Member of the Singapore Parliament for Jalan Besar GRC
- In office 14 December 1986 – 18 October 2001
- Preceded by: Constituency established
- Succeeded by: PAP held

Personal details
- Born: Peh Chin Hua 1947 (age 78–79) Colony of Singapore
- Party: People's Action Party (1986-2015)
- Children: 3
- Education: Ai Tong School Nan Chiau High School River Valley High School The Chinese High School
- Alma mater: National University of Singapore (NUS)
- Profession: Entrepreneur Politician

= Peh Chin Hua =

Singaporean politician

Peh Chin Hua (born 1947) is a former Singaporean politician. A member of the governing People's Action Party (PAP), he served as a Member of Parliament (MP) for Jalan Besar Group Representation Constituency (GRC) between 1988 and 2001. He retired from politics in 2001.

==Political career==
Peh's career in public service spanned 25 years. He started out as the member of the Kim Seng Grassroots Organisation in 1973. He was appointed honorary secretary of the Kim Seng Community Centre Management Committee, and later served as the chairman of the Kim Seng Citizens' Consultative Committee.

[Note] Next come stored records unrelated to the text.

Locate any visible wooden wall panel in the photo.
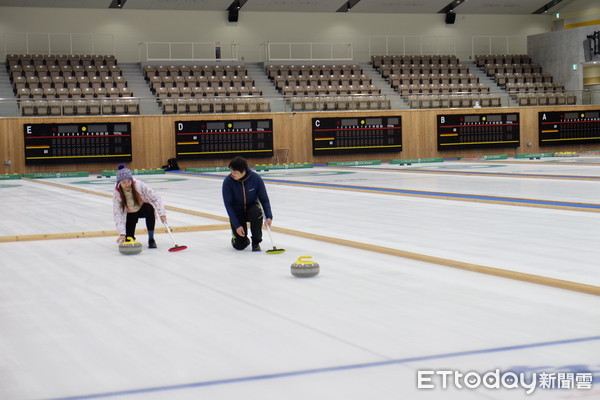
[0,106,600,173]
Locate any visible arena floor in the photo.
[0,157,600,400]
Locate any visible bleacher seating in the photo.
[6,54,139,116]
[371,55,501,108]
[475,54,577,106]
[265,64,390,111]
[143,65,270,114]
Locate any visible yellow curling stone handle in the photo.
[294,256,315,265]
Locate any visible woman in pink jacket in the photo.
[113,164,167,249]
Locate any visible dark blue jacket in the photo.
[223,169,273,227]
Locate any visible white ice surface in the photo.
[0,160,600,400]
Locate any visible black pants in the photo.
[125,203,156,239]
[231,203,263,250]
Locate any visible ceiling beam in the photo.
[336,0,360,12]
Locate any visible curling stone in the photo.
[119,236,142,255]
[291,256,320,278]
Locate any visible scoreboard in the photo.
[175,119,273,159]
[312,116,402,155]
[437,113,520,150]
[23,122,131,165]
[538,110,600,146]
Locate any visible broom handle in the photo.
[163,222,177,246]
[265,224,275,248]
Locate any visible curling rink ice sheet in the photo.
[0,160,600,400]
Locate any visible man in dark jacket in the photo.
[223,157,273,251]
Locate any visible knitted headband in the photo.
[117,164,133,186]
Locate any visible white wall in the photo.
[0,7,552,62]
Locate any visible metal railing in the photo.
[369,36,456,59]
[0,32,115,60]
[138,42,239,63]
[261,42,354,62]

Peh was first elected to the Singapore Parliament in 1988, when he won the constituency seat for Geylang West in the Jalan Besar GRC with 62.68% of total votes cast. He was re-elected in 1991 without contest and in 1997 with a landslide win against the Singapore Democratic Party. He retired from politics on 3 November 2001.

==Business career==
Peh was the founder and executive chairman of Singapore's publicly listed Dragon Land Limited from 1992 to 2005, overseeing several real estate projects in various coastal cities in China. He is currently the executive chairman of White Group.

==Personal life==
Peh is an alumnus of the National University of Singapore, holding an Executive master's degree in business administration. He is also an alumnus of Nan Chiau High School, River Valley High School, and The Chinese High School. He is married with three children and four grandchildren.